Jeudi, il a affirmé qu'il déciderait dans la nuit s'il exempterait ou non de taxe le pétrole produit dans ces deux pays.
Les produits chinois pourraient également être frappés par des droits de douane de 10%, menace également M. Trump, qui a aussi réitéré jeudi ses menaces d'imposer des droits de douane "à 100%" aux Brics si ce bloc de 10 pays (Brésil, Russie, Inde, Chine...) se passe du dollar dans les échanges internationaux.
Une situation qui inquiète les analystes, alors que l'économie américaine se porte comme un charme, avec une croissance de 2,8% en 2024: selon Oxford Economics, si ces droits étaient appliqués, l'économie américaine perdrait 1,2 point de pourcentage de croissance, et pourrait plonger le Mexique dans la récession.
Pour Wendong Zhang, professeur à l'Université Cornell, si le choc ne sera pas si fort pour les Etats-Unis, il le sera sans aucun doute pour le Canada et le Mexique.
"Dans un tel scénario, le Canada et le Mexique peuvent s'attendre à voir leur PIB reculer respectivement de 3,6% et 2%, les Etats-Unis de 0,3%", a-t-il estimé. Pékin aussi "souffrirait d'une escalade de la guerre commerciale existante, mais bénéficierait en même temps (des tensions entre les Etats-Unis), le Mexique et le Canada".
- "Acte de politique intérieure" -
Pendant la campagne, le candidat républicain avait dit vouloir imposer des droits de douane de 10% à 20% sur l'ensemble des produits importés aux Etats-Unis, et même de 60% à 100% sur les produits provenant de Chine.
L'objectif était alors de compenser financièrement les baisses d'impôts qu'il souhaite appliquer durant son mandat.
Depuis son élection, le ton a évolué. Plutôt qu'un outil pour combler la baisse des recettes fiscales, les droits de douane sont devenus, comme durant son premier mandat, une arme brandie afin d'imposer des négociations et d'obtenir des concessions.
Donald Trump a expliqué que les droits de douane étaient une réponse à l'incapacité de ses voisins à freiner l'entrée de drogues, en particulier de fentanyl (un opioïde) et de migrants aux Etats-Unis.
Son candidat au poste de secrétaire au Commerce, Howard Lutnick, a parlé d'un "acte de politique intérieure" qui vise "simplement à les pousser à fermer leurs frontières", lors de son audition de confirmation au Congrès mardi.
La présidente mexicaine, Claudia Sheinbaum, s'est montrée plutôt optimiste mercredi: "Nous ne pensons pas que cela arrivera.
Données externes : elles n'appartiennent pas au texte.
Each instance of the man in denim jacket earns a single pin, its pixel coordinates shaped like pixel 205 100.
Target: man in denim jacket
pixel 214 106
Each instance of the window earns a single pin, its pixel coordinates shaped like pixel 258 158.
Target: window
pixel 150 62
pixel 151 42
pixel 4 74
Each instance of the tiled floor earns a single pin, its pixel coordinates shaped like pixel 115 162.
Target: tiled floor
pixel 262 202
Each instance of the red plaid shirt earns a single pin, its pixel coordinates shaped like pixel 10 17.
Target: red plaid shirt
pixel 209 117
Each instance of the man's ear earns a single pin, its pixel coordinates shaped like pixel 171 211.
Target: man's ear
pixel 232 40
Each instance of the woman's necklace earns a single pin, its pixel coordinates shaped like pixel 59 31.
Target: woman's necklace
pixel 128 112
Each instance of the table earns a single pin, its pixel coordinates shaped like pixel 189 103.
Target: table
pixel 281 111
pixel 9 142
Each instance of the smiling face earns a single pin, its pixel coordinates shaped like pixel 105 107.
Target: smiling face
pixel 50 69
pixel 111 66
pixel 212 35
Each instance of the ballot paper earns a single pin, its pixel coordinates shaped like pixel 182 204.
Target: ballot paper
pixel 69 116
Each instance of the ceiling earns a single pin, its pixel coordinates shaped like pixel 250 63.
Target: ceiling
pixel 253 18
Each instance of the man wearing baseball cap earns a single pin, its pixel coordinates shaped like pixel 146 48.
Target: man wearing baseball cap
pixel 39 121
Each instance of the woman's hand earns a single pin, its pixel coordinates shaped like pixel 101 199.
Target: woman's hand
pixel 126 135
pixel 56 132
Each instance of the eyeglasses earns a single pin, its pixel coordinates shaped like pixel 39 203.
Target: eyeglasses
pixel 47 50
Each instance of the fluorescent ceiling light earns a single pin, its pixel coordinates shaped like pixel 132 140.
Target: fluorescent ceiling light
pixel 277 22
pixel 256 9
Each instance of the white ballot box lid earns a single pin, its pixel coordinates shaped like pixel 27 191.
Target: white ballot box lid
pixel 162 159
Mais si c'est le cas, nous avons un plan."
- "Qu'ils agissent rapidement" -
L'inquiétude existe malgré tout, notamment pour le secteur agricole, qui exporte largement vers les Etats-Unis.
"Près de 80% de nos exportations vont vers ce pays et en tout état de cause, tout ce qui pourrait provoquer un choc nous préoccupe", a reconnu mardi auprès de l'AFP Juan Cortina, à la tête du Conseil national de l'agriculture.
Côté canadien, la possibilité de droits de douane a servi de révélateur à la crise politique qui rongeait d'ores et déjà le gouvernement du Premier ministre, désormais démissionnaire, Justin Trudeau.
Le ministre canadien de la Sécurité publique, David McGuinty, était présent jeudi à Washington pour présenter les contours du plan visant à renforcer la sécurité de la frontière canado-américaine.
Howard Lutnick s'était d'ailleurs montré très clair mardi: "Je sais qu'ils agissent rapidement" a-t-il assuré, au sujet des deux pays. "S'ils font ce qu'il faut, il n'y aura pas de droits de douane".
Une situation qui n'est pas sans rappeler les tensions entre Washington et Bogota le week-end dernier, alors que la Colombie avait dans un premier temps refusé l'atterrissage de vols transportant des migrants expulsés.
Donald Trump avait alors annoncé des sanctions, dont des droits de douane de 25% puis 50%, à laquelle son homologue colombien, Gustavo Petro, avait répliqué, avant que les deux ne s'accordent sur les modalités de retour des personnes concernées et abandonnent leurs menaces.